The regulations come three months after the University of Pennsylvania’s Lia Thomas became the first openly transgender woman to win an NCAA Division I swimming title, finishing first in the 500-yard freestyle. Her rise intensified the debate about transgender swimmers’ place in the sport. Thomas recently said she hopes to compete in the 2024 Paris Olympics.
Hundreds of swimmers signed a letter in support of Thomas and all transgender and nonbinary swimmers. But some of Thomas’s teammates and their parents wrote anonymously that, while they support Thomas’s transition, they felt her competing against other women was unfair.
“The new FINA release is deeply upsetting,” Thomas said Monday in a statement. “It is discriminatory and will only serve to harm all women.”
FINA plans to use the next six months to create the open category for competitions.
“FINA will always welcome every athlete,” FINA President Husain Al-Musallam said. “The creation of an open category will mean that everybody has the opportunity to compete at an elite level. This has not been done before, so FINA will need to lead the way. I want all athletes to feel included in being able to develop ideas during this process.”
The ruling is a blow to transgender athletes and their supporters, including former Harvard swimmer Schuyler Bailar, the first transgender man to compete as a male in an NCAA Division I sport. He said in a text message that he was “devastated” by the announcement.

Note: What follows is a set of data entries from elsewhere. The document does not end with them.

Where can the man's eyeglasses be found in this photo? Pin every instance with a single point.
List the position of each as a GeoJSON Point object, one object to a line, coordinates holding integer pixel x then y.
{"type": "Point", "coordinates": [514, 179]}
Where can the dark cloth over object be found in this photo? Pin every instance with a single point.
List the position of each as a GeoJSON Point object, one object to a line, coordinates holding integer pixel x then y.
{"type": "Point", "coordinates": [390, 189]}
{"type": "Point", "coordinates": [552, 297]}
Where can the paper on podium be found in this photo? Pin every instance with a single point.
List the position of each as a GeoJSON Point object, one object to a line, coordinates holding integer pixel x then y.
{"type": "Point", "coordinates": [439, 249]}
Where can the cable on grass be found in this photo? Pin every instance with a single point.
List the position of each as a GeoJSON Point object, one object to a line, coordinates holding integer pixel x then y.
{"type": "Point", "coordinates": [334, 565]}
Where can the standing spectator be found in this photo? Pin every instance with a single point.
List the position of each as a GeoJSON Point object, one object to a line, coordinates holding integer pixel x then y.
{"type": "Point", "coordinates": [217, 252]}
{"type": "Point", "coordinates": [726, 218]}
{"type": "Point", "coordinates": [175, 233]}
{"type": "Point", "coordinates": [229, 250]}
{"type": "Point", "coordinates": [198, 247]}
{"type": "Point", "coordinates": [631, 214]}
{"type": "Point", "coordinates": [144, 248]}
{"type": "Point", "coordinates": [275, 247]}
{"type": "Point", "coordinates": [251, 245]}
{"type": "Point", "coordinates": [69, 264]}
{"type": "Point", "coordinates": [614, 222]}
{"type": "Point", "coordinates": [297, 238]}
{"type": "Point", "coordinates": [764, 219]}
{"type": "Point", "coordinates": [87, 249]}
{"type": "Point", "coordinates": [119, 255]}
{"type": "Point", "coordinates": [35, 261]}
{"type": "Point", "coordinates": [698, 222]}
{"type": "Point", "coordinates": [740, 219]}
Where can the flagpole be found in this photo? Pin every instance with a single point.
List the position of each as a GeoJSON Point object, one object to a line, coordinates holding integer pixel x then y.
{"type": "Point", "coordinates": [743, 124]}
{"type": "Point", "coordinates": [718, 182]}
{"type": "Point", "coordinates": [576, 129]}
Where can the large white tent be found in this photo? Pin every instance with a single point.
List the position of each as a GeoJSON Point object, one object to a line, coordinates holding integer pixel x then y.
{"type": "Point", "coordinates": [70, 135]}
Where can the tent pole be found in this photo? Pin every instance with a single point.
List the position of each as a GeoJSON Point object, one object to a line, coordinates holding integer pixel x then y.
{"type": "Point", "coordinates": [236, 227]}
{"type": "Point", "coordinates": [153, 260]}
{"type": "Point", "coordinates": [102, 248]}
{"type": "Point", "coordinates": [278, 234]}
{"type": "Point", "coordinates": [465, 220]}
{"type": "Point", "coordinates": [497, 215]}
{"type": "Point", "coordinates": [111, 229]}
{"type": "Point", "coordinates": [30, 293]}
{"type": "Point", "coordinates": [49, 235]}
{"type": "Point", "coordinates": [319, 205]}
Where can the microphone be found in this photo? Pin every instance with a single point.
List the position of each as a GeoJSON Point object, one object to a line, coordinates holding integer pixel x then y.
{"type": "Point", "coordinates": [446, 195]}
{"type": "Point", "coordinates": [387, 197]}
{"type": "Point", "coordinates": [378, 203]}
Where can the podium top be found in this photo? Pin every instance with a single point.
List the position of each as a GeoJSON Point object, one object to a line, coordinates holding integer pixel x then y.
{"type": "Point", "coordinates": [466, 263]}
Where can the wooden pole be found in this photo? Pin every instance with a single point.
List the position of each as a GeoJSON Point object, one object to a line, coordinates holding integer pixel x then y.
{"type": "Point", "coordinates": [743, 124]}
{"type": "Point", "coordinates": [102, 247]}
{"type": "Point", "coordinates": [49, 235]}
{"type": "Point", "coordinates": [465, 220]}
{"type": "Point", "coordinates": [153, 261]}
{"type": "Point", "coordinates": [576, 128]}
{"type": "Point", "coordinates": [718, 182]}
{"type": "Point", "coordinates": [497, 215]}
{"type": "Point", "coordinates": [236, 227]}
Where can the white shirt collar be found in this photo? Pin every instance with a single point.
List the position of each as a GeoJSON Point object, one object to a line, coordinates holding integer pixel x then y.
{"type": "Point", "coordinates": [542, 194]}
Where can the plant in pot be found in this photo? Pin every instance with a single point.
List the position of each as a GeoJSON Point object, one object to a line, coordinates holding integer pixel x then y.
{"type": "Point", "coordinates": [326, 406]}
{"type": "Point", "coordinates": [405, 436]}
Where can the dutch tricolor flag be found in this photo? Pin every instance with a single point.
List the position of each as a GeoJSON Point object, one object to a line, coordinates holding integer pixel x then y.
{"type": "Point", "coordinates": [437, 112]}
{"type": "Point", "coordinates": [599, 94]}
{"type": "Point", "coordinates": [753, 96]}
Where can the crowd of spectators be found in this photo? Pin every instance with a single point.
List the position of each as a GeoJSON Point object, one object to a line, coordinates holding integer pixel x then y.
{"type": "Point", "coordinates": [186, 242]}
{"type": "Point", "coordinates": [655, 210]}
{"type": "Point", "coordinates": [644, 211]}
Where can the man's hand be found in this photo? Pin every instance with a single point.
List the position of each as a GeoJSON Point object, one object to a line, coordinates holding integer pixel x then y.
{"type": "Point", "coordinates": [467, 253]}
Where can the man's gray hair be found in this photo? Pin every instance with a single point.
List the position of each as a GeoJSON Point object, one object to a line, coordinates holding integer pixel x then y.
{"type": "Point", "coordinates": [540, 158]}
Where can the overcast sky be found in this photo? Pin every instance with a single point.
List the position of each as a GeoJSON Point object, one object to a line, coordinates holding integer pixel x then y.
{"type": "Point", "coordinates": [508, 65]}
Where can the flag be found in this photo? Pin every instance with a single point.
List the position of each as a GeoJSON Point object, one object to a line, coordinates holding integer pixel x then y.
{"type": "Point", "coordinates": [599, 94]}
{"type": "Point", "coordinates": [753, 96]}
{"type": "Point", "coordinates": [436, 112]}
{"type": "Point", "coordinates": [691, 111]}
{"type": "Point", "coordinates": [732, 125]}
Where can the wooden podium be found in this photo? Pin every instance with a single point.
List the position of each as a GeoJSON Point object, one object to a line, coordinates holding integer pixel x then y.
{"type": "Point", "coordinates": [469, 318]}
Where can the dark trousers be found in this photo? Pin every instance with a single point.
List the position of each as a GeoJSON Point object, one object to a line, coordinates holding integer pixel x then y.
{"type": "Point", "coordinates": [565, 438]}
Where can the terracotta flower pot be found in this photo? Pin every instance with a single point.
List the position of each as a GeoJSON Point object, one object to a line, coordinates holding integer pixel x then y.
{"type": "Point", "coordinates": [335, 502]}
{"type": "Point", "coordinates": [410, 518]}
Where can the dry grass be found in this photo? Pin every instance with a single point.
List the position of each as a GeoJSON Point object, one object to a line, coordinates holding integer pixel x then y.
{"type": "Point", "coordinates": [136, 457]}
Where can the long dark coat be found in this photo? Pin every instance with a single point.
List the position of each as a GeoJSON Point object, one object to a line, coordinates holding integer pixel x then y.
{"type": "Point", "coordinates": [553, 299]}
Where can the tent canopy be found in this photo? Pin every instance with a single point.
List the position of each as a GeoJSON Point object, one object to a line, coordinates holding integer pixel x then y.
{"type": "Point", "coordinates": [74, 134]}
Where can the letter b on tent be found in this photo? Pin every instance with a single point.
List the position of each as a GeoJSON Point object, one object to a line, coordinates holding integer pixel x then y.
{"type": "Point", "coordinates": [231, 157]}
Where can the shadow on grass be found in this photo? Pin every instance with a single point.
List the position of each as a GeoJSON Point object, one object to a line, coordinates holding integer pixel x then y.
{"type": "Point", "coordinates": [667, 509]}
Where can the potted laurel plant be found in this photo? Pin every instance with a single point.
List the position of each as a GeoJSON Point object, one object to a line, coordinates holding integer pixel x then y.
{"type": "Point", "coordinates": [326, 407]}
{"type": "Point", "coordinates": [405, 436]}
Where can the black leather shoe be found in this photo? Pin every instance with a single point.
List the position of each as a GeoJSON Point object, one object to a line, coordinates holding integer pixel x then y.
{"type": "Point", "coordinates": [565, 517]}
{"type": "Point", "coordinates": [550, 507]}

“This decision demands that trans girls must transition before 12 but the U.S. has seen nearly 100 bills banning trans children from playing youth sports and criminalizing transitional resources for children, rendering it impossible for them to play sports in any capacity,” added Bailar, who is a friend and adviser to Thomas. “FINA’s decision does not preserve the integrity of women’s sports — it enforces the harmful policing of women’s bodies and the continued degradation and othering of trans people who already experience massive discrimination in this world.”
Athlete Ally, an LGBTQ advocacy group that penned a supportive letter for Thomas in February, disagreed with the policy as well.
“FINA’s new eligibility criteria for transgender athletes and athletes with intersex variations is discriminatory, harmful, unscientific and not in line with the 2021 IOC principles,” its tweet read. “If we truly want to protect women’s sports, we must include all women.”
Sharron Davies, a British former swimmer, tweeted her support of FINA’s decision.
“I can’t tell you how proud I am of my sport … for doing the science, asking the athletes/coaches and standing up for fair sport for females,” she wrote. “Swimming will always welcome everyone no matter how you identify but fairness is the cornerstone of sport.”
Swimming joins other sports that recently have created tighter restrictions for transgender athletes. On Thursday, cycling’s governing body, the International Cycling Union, lengthened from one to two years the time that riders who are transitioning genders must wait before competing.